There's an excellent presentation floating around of a keynote Google's Jeff Dean gave on building and maintaining very large, very distributed systems.  It's pretty good.  If you work with large scale systems, you should read it.  In fact, even if you don't, you should read it (it's likely you eventually will).

Friday, October 9, 2009

Other Peoples Words (a lazy man's perspective)

Some really great tech articles this week that I'm digging on ...

Tuesday, September 29, 2009

She's a brickhouse ...

I'm digging the idea of Sitebricks and plan to take it for a test drive this weekend.  Maybe it'll reinvigorate my energy for web frameworks that has been exhausted by plethora of offerings out there, most of which seem pretty darn similar despite all their claims for uniqueness.  Even if I love it, though, it's unlikely I'll see it much in the enterprise (where I tend to spend my daytime hours).  Also, it would have to be pretty amazing - and different - for me to get over my anger a them for developing yet another web framework.  My bookshelves are getting heavy (even my virtual bookshelves have a weight limit, measured more in the strain on my eyes and frontal lobe than mass).

Monday, September 21, 2009

Passive-Agressive Developer Personalities - which one are you?

If you don't follow Ted Zuiba's blog, I recommend you check it out.  I love his sardonic sense of humor.  He can be pretty brutal with this commentary.  But, really, that's what's great about it.  Also, he's got some pretty cogent advice.

As per usual, there's some interesting work afoot on the Agile Web Operations blog.  The latest is a great one on development team motivation.  Or rather, the supposition that development teams don't need motivation (they're already motivated when they come onboard, that's why they accepted the job offer).  We simply need to actively stop de-motivating them.  You might say this is just arguing semantics, but I think the difference in perspective is illuminating on many fronts.  At its heart is the notion of developer as thinking individual who takes an active interesting in learning new things and advancing their capabilities.  Developers who don't treat training as a 'let me just sit back and let the teacher wash this know-how over me' but rather 'this is a chance for me to learn - learning is the active verb here more so than teaching'.  I think you want to weed the passive 'teach-me' types out of the organization in favor of the 'let-me-get-in-there-and-learn' sort.

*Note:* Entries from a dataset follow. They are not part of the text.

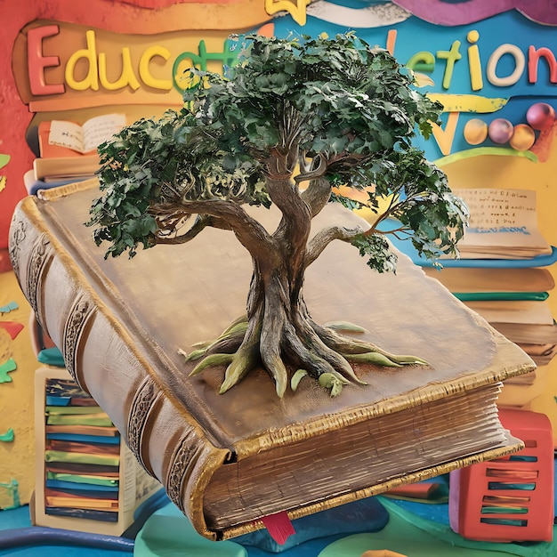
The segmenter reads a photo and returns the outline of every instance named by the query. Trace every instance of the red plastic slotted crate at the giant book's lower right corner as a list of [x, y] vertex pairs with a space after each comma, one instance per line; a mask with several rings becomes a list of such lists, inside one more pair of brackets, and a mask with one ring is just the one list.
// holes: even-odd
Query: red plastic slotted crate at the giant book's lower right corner
[[553, 540], [553, 434], [549, 418], [499, 410], [525, 448], [450, 473], [449, 521], [457, 534], [486, 542]]

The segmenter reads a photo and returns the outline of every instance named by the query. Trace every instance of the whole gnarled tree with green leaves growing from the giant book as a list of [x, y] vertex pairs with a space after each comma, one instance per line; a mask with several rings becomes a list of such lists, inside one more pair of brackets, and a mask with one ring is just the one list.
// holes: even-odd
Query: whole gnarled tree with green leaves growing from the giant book
[[[396, 267], [389, 233], [408, 236], [428, 258], [457, 254], [467, 209], [411, 144], [416, 132], [429, 136], [440, 105], [416, 92], [389, 52], [353, 34], [246, 36], [238, 46], [231, 77], [190, 69], [182, 110], [141, 119], [101, 145], [103, 194], [88, 222], [95, 242], [110, 242], [105, 257], [133, 256], [139, 245], [182, 244], [206, 227], [234, 233], [253, 261], [246, 315], [186, 355], [199, 360], [192, 374], [226, 366], [221, 392], [259, 366], [282, 397], [289, 376], [295, 389], [306, 374], [338, 394], [359, 382], [351, 361], [425, 364], [316, 323], [303, 278], [334, 240], [379, 272]], [[347, 187], [365, 197], [344, 197]], [[330, 201], [368, 206], [375, 223], [311, 237], [313, 217]], [[277, 206], [278, 228], [265, 230], [246, 204]]]

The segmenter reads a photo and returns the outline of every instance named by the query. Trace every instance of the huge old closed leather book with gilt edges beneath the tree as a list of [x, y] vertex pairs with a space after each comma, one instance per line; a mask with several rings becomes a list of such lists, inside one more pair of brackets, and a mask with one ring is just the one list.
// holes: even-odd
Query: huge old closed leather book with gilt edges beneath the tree
[[[535, 368], [529, 356], [406, 255], [380, 274], [343, 242], [306, 272], [312, 319], [356, 324], [363, 332], [347, 335], [428, 365], [354, 364], [367, 384], [331, 397], [306, 377], [282, 399], [261, 369], [219, 394], [223, 367], [191, 377], [181, 351], [245, 313], [249, 255], [211, 229], [105, 260], [84, 226], [99, 195], [90, 181], [23, 199], [12, 264], [69, 372], [202, 535], [238, 536], [273, 513], [295, 519], [522, 448], [496, 400], [502, 381]], [[337, 204], [321, 219], [362, 223]]]

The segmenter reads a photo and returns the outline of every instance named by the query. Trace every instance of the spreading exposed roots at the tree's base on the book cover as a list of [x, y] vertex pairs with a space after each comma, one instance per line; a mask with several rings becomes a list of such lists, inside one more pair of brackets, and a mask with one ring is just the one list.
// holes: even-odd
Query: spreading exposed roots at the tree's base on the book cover
[[[197, 343], [190, 354], [181, 351], [187, 360], [200, 360], [190, 375], [198, 375], [207, 367], [226, 366], [219, 390], [223, 393], [250, 370], [262, 366], [273, 378], [278, 397], [284, 396], [289, 382], [295, 391], [305, 375], [336, 396], [349, 383], [366, 384], [356, 375], [351, 362], [383, 367], [427, 365], [416, 356], [392, 354], [373, 343], [340, 335], [332, 327], [315, 323], [305, 311], [298, 311], [290, 319], [280, 309], [282, 304], [267, 300], [265, 307], [273, 311], [262, 307], [251, 319], [245, 315], [235, 320], [213, 341]], [[346, 325], [348, 330], [362, 330]]]

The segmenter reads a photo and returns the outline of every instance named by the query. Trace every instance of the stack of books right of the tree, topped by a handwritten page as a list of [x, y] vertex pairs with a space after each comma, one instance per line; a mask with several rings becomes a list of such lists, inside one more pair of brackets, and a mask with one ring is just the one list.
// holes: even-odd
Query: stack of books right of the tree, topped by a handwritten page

But that's just me.  If you disagree, perhaps we can start a developer exchange program.

Friday, September 4, 2009

The Spinning Continuous

Martin has posted another interesting musing on Feature Branching. It's particularly enlightening on its coverage of the thorny problems related to this practice with large scale concurrent (and sometimes conflicting) development - the Fear of the Big Merge - and how Continuous Integration can help.

Martin points out that the more recent Distributed Version Control Systems (DVCS) such as Git have largely solved the visibility and understanding of syntactical or textual differences when merging but they can't solve the semantic differences. And they aren't any help when refactorings have renamed, reshaped and morphed classes, methods, etc. The pain of the Big Merge make folks reluctant to do the refactoring necessary to keep the code clean and relatively free of technical debt.

Martin's answer: a variant on the old joke 'Doctor, it hurts when I do this.' 'So don't do that!'
If the Big Merge is painful, don't do the Big Merge. Do a continuous small merge and then when there are semantic uncertainties, communicate with the developer(s) working in that area. Use CI to do the small merges and use your voice and brain to do the communication part.

Simple, perhaps obvious advice - but the best kind usually is and it never hurts to hear it regularly.